MySQL:如何更新50%的行,随机选择?

时间:2023-01-31 09:17:20

I want to update 50% of the rows in a table, randomly selected. Is there any way to do that?

我想更新表中随机选择的50%的行。有没有办法做到这一点?

Edit: Just to clarify that it should always update 50% of the records, but of those 50% the rows must be randomly selected (not only the top 50% for instance). In other words, in avarage, every other record should be updated.

编辑:只是为了澄清它应该总是更新50%的记录,但是在那些50%的行中必须随机选择(例如,不仅仅是前50%)。换句话说,在avarage中,应该更新每个其他记录。

4 个解决方案

#1


24  

Should work like that:

应该这样工作:

UPDATE table SET x = y WHERE RAND() < 0.5

Yep, tested it, works. But of course, it is only 50% of the rows on average, not exactly 50%.

是的,经过测试,有效。但当然,它平均只有50%的行,而不是50%。

As written in the SQL 92 specification, the WHERE clause must be executed for each tuple, so the rand() must be reevaluated yielding the intended result (instead of either selecting all or no rows at all).

正如SQL 92规范中所写,必须为每个元组执行WHERE子句,因此必须重新评估rand()以产生预期结果(而不是选择全部或根本不选择行)。

Excerpt from the specification (emphasis mine):

摘自规范(强调我的):

General Rules

一般规则

1) The <search condition> is applied to each row of T. The result of the <where clause> is a table of those rows of T for which the result of the <search condition> is true.

1) 应用于T的每一行。 的结果是T的那些行的表,其中 的结果为真。 子句>

2) Each <subquery> in the <search condition> is effectively executed for each row of T and the results used in the application of the <search condition> to the given row of T. If any executed <subquery> contains an outer reference to a column of T, then the reference is to the value of that column in the given row of T.

2) 中的每个 对T的每一行有效执行,并且 的应用结果用于T的给定行。

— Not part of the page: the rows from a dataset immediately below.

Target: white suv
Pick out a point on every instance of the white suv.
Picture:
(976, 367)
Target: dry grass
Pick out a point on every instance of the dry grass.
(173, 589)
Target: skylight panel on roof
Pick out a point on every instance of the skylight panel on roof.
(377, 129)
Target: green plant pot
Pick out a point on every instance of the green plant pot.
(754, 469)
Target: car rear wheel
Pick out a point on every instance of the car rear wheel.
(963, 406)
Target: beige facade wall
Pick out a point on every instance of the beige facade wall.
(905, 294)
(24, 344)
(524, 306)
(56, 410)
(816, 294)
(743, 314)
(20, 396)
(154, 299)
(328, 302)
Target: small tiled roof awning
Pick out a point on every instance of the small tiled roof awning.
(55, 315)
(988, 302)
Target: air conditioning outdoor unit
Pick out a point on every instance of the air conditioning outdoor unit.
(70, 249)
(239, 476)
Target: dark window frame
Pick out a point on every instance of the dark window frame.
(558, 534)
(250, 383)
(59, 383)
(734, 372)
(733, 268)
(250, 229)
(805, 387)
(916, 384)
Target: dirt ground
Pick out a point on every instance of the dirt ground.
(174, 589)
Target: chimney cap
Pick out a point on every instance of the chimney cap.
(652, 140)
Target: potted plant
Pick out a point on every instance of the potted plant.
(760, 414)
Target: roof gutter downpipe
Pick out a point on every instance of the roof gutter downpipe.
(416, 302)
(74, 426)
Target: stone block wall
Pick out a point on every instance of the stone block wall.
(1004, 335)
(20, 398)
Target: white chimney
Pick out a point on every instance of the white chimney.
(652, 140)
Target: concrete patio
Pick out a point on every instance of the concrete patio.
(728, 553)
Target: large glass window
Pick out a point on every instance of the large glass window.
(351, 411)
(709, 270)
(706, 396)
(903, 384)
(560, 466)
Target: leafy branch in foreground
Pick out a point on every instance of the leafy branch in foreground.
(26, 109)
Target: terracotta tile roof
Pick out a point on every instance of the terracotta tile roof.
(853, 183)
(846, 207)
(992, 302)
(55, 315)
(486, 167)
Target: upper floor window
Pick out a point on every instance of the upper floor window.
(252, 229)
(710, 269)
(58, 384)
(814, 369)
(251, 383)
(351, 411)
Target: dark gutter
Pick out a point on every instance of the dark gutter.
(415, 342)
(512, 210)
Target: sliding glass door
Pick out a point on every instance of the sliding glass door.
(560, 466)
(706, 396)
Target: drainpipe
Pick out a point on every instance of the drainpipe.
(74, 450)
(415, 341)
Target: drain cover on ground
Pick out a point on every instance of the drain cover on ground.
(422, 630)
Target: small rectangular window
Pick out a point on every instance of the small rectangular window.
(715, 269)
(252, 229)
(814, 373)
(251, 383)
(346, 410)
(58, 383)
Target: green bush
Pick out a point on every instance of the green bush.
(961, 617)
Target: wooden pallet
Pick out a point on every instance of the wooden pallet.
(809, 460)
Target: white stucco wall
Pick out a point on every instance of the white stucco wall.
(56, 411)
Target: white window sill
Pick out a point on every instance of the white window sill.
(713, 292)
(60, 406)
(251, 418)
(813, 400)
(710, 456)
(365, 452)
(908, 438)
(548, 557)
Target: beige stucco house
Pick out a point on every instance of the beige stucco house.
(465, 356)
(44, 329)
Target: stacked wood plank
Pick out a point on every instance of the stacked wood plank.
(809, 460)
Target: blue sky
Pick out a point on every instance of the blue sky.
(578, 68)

如果任何已执行的 包含外部引用到T列,然后引用是T的给定行中该列的值。

#2


7  

As I said, that's a long way, described in a sort of pseudocode. )

正如我所说,这是一个很长的路,用一种伪代码描述。 )

$x = SELECT COUNT(*) FROM some_table;
@ids = SELECT id FROM some_table ORDER BY RAND() LIMIT $x / 2;
UPDATE some_table WHERE id IN (@ids);

#3


0  

UPDATE table SET volumnvalue = x WHERE RAND() <= 0.5 will result in very near to 50% of the records

UPDATE表SET volumnvalue = x WHERE RAND()<= 0.5将导致非常接近50%的记录

#4


0  

RAND should be random and you will not get a solid percentile split.

兰德应该是随机的,你不会得到一个坚实的百分位分裂。

It would be better to use the modulus operator % to find every X number of items. This does work best with unique id columns like a Primary Key.

最好使用模数运算符%来查找每个X个项目。这对于像主键这样的唯一ID列最有效。

Try running this query, be sure to specify your table name and id column name:

尝试运行此查询,请务必指定您的表名和id列名:

Selecting every 2nd row, divisible by 2 SELECT * from <your_table_name> where <id_column_name> %2=0

选择每第2行,可从 中除以2 SELECT *,其中 %2 = 0

Selecting every 6th row, divisible by 6 SELECT * from <your_table_name> where <id_column_name> %6=0

选择每隔6行,可从 中的6 SELECT *整除,其中 %6 = 0

Once you hare happy that the SELECT results look good, you can change the query with update syntax to update the records, using the same WHERE clause

一旦您对SELECT结果看起来很满意,您可以使用更新语法更改查询以使用相同的WHERE子句更新记录

#1


24  

Should work like that:

应该这样工作:

UPDATE table SET x = y WHERE RAND() < 0.5

Yep, tested it, works. But of course, it is only 50% of the rows on average, not exactly 50%.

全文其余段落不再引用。